It looks like Mitsubishi is getting very serious about it’s i-MiEV EV that caused such a splash at this year’s Geneva Motor Show. The diminutive, all electric city-car is headed not only for production, but will be for sale to any Joe Schmoe off the street with the money and the desire to buy one of the little guys. As long as they live in Japan (for now).
Mitsubishi is starting off small, and being nice and logical and methodical about the first sales of its i-MiEV. The initial sales targets are aiming to move only 1400 of the little guys in fiscal year 2009, but that seems like a good way to go about it.
Priced at around $45,300.00 (based on current exchange rates) the i-MiEV will initially be available as a lease only deal, and although there is no official word you would expect that if this initial round goes well, Mitsu would move into actual sales of the EV. Described as a new-generation electric vehicle, Mitsubishi says the i-MiEV is “the pioneer that will open the door to the next 100 years of our automobile society.” That’s a bold statement about one little car that will go on sale in Japan starting in late July.
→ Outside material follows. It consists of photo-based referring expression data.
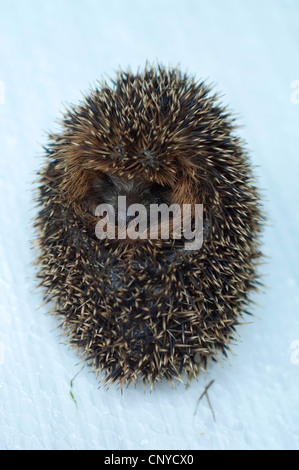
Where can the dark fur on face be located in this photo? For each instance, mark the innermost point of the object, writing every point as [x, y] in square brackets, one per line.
[148, 310]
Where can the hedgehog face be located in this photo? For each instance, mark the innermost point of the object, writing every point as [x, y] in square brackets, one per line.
[151, 309]
[106, 189]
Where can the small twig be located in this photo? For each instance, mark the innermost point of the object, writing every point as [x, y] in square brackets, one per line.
[208, 400]
[71, 385]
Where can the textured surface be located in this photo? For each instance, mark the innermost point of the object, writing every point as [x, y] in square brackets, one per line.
[50, 52]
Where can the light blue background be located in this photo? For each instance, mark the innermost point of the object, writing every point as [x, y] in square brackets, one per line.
[50, 52]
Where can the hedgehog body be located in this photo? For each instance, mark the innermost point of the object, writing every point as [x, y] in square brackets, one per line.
[150, 309]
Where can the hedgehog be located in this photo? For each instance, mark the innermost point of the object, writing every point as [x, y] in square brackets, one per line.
[147, 310]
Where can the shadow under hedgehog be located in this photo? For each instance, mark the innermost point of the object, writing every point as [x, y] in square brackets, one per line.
[148, 309]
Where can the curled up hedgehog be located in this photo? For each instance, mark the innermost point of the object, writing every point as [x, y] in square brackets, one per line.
[148, 308]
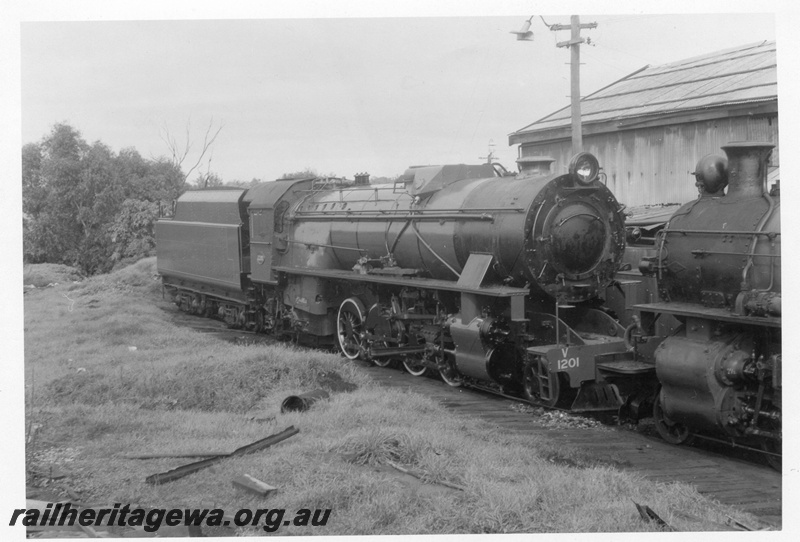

The i-MiEV is based on Mitsubishi’s “i Series” minicars that are quite popular in Japan. Making maximum use of the long wheelbase from the i Series platform as well as the “i” minicar’s rear-midship layout, Mitsu installs a large capacity lithium-ion drive battery under the floor and the power unit where the luggage used to go. This gives a cruising range that Mitsubishi describes as “ample for everyday use” and still gives the owners generous seating and luggage space associated with the “i Series.”
Charging is always a bug-a-boo with EV’s but Mitsubishi feels they have this well under control.
The i-MiEV has a 3-way charging system that allows the battery to be charged at home or when out on the road. Normally the i-MiEV is charged via a connection to either a standard 100-volt or 200-volt domestic outlet using the supplied charging cables. The i-MiEV’s battery can also be “quick charged” at various stations which are currently being set up throughout Japan.
Weighing in at only 1100 kilos and just over 11 feet long, the i-MiEV still seats four people and although range figures are not given, Mitsu says you can drive it as you would a normal car around town, and not even notice that it’s an electric vehicle.